Expanding Complement Therapeutics for the Treatment of Paroxysmal Nocturnal Hemoglobinuria

Dimitrios C Mastellos et al. Semin Hematol. 2018 Jul.

Abstract

Paroxysmal nocturnal hemoglobinuria (PNH) is widely regarded as an archetypal complement-mediated disorder that has propelled complement drug discovery in recent decades. Its pathology is driven by chronic complement dysregulation resulting from the lack of the glycosyl phosphatidyl inositol-linked regulators DAF and CD59 on susceptible erythrocytes. This complement imbalance fuels persistent C3 activation on affected erythrocytes, which culminates in chronic complement-mediated intravascular hemolysis.
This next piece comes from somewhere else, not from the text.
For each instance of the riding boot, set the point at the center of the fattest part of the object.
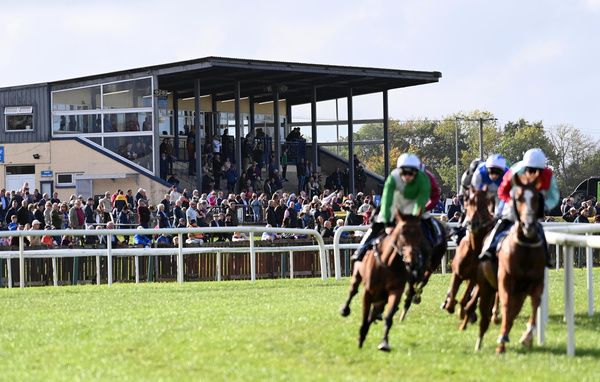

The clinical application of eculizumab, a humanized anti-C5 antibody that blocks terminal pathway activation, has led to drastic improvement of therapeutic outcomes but has also unveiled hitherto elusive pathogenic mechanisms that are now known to contribute to the clinical burden of a significant proportion of patients with PNH. These emerging clinical needs have sparked a true resurgence of complement therapeutics that offer the promise of even more effective, disease-tailored therapies for PNH. Here, we review the current state of complement therapeutics with a focus on the clinical development of C3-targeted and alternative pathway-directed drug candidates for the treatment of PNH. We also discuss the relative advantages and benefits offered by each complement-targeting approach, including translational considerations that might leverage a more comprehensive clinical intervention for PNH.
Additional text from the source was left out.